Framework Design and Implementation

The framework, bitnet.cpp, consists of optimized kernels that enable efficient inference on both x86 and ARM CPU architectures. The paper discusses several kernel optimizations for 1.58-bit models:

I2_S Kernel: Converts full-precision weights into 2-bit values, optimizing memory and bandwidth usage.
TL1 and TL2 Kernels: Utilize lookup tables for fast computation by compressing weights into indices. TL2 achieves a higher compression ratio, making it ideal for environments with constrained memory.
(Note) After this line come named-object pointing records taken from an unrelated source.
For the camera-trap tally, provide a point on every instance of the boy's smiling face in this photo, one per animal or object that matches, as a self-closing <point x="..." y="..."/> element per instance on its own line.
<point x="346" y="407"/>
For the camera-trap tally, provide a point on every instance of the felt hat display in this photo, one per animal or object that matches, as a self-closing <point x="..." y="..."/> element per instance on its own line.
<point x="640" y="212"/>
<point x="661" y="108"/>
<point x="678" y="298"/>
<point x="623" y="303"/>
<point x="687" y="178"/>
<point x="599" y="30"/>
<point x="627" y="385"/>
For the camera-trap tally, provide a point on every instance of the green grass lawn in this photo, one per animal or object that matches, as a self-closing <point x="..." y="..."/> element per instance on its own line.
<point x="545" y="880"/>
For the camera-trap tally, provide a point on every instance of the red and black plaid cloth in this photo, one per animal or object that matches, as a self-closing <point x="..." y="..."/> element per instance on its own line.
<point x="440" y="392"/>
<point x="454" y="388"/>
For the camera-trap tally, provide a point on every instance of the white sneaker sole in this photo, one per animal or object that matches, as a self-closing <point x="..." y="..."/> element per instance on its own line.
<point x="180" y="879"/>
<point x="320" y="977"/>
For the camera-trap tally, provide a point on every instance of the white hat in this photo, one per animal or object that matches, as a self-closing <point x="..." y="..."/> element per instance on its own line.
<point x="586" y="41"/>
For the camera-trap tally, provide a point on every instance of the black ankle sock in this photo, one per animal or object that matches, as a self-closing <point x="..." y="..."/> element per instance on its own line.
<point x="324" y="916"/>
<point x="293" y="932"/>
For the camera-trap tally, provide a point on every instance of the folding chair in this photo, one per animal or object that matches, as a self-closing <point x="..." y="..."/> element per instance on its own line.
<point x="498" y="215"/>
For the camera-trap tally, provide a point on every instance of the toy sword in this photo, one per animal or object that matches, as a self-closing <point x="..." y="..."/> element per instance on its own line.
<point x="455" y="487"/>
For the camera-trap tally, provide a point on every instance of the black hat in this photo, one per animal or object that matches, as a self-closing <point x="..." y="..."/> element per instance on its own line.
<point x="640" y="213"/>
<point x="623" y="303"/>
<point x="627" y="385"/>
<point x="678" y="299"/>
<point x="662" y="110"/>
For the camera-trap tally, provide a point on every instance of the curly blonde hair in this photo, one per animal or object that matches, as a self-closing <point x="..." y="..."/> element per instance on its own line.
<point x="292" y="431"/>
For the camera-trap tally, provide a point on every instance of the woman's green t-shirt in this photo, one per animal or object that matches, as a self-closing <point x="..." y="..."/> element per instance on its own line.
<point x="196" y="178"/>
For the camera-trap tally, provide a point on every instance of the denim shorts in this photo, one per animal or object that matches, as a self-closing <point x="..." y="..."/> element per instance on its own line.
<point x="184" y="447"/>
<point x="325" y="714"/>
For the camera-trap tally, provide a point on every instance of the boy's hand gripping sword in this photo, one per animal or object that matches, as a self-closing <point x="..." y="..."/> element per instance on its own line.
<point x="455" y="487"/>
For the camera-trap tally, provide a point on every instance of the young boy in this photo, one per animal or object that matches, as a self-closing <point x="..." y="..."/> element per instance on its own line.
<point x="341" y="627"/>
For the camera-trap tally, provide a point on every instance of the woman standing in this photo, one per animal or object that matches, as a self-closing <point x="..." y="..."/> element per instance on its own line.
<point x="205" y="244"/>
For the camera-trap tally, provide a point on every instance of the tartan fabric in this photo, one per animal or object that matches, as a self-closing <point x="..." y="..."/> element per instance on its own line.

Performance and Energy Efficiency

Extensive experiments were conducted to validate the framework's performance. The results demonstrate significant speedups, with bitnet.cpp outperforming llama.cpp, achieving speedups from 1.37x to 6.46x, depending on the architecture and model size. Notably, larger models (13B and above) benefit substantially from these optimizations.

Energy consumption is also effectively reduced. On ARM CPUs, energy consumption decreased by up to 70%, while x86 architectures saw reductions as high as 82.2%. These improvements highlight bitnet.cpp's potential for practical LLM deployment in resource-limited settings.

Inference Accuracy

The paper highlights bitnet.cpp's capability to perform exact, lossless inference. Tests using a 700M BitNet b1.58 model confirmed 100% accuracy, demonstrating the framework's competence in preserving model precision while harnessing efficiency gains.

Implications and Future Directions

The development of bitnet.cpp has significant implications for both theoretical and practical advancements:

Theoretical: This work pushes the boundaries of low-bit LLM inference, presenting a seamless blend of speed and efficiency without sacrificing accuracy.
Practical: By enabling efficient local inference on CPUs, this framework facilitates the deployment of large models in diverse environments, including mobile and edge devices.

Future work, as mentioned in the paper, will expand bitnet.cpp to support additional platforms such as NPUs and GPUs, and further explore optimizations for 1-bit LLM training. This suggests a continuous refinement of the infrastructure co-design between hardware and software for low-bit inference.

In conclusion, the paper provides a comprehensive contribution to 1-bit LLM optimizations, demonstrating substantial advances in model efficiency, thereby broadening the applicability of LLMs across a wider range of devices and applications.